I was at the grocery store last night, in line at the self-checkout behind a rather elderly gent who did not understand the system at all. He was being helped through the process by a solicitous young clerk, who showed him the card-reader, the little device for the signature, where the receipt came out, and so on. The scene depressed me a bit; the poor old guy had met technology that had defeated him.* He'd lived through a world war, driven increasingly complex cars, used telephones, seen the rise of radio and television, ATMs, computers -- and lived through it all conditioned into the happy confidence that no new thing would faze him. Yet here he was in his golden years, unable to do the most rudimentary task, buying groceries, without assistance.
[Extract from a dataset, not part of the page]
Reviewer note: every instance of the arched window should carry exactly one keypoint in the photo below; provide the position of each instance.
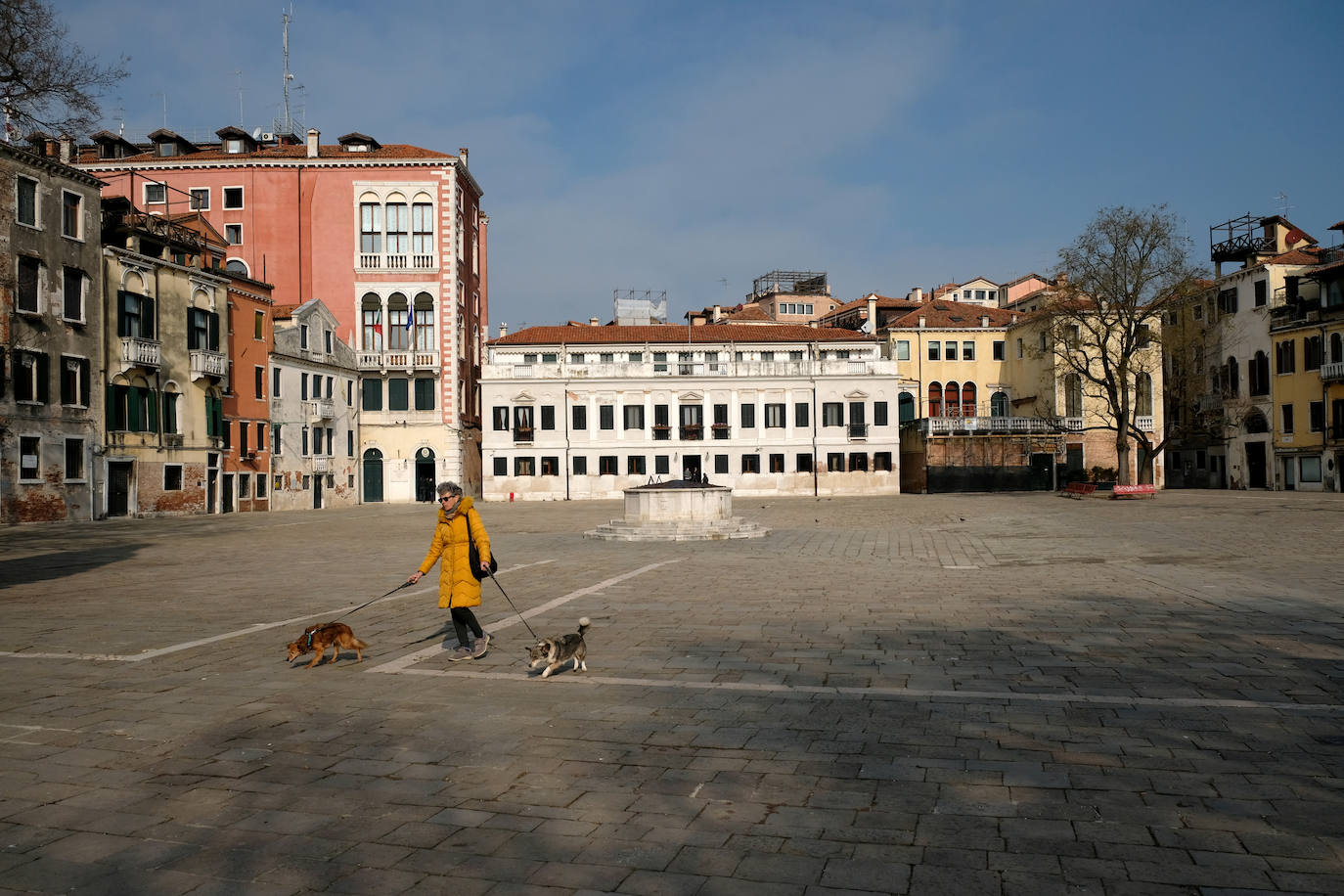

I'm convinced that with the ever-quickening spirals of development of new technology, this phenomenon of finally being defeated by some new system will happen to us at younger and younger ages. It may not defeat us at the user-interface level -- I see more and more standardization of interactivity in Web design, and innovations that add value without adding confusion -- but I think more and more of us will be confronted at younger and younger ages by some innovation sufficiently baffling that we simply fail to understand why the new thing even exists at all.
I believe I've reached that point.
Can someone please, please, please explain to a rapidly aging old fart:
What the fuck is the point of Twitter?
*The system seems designed to be as confusing as possible, even to young folks -- and no two stores' layout is the same. Awful, awful design, but that's a post for another day.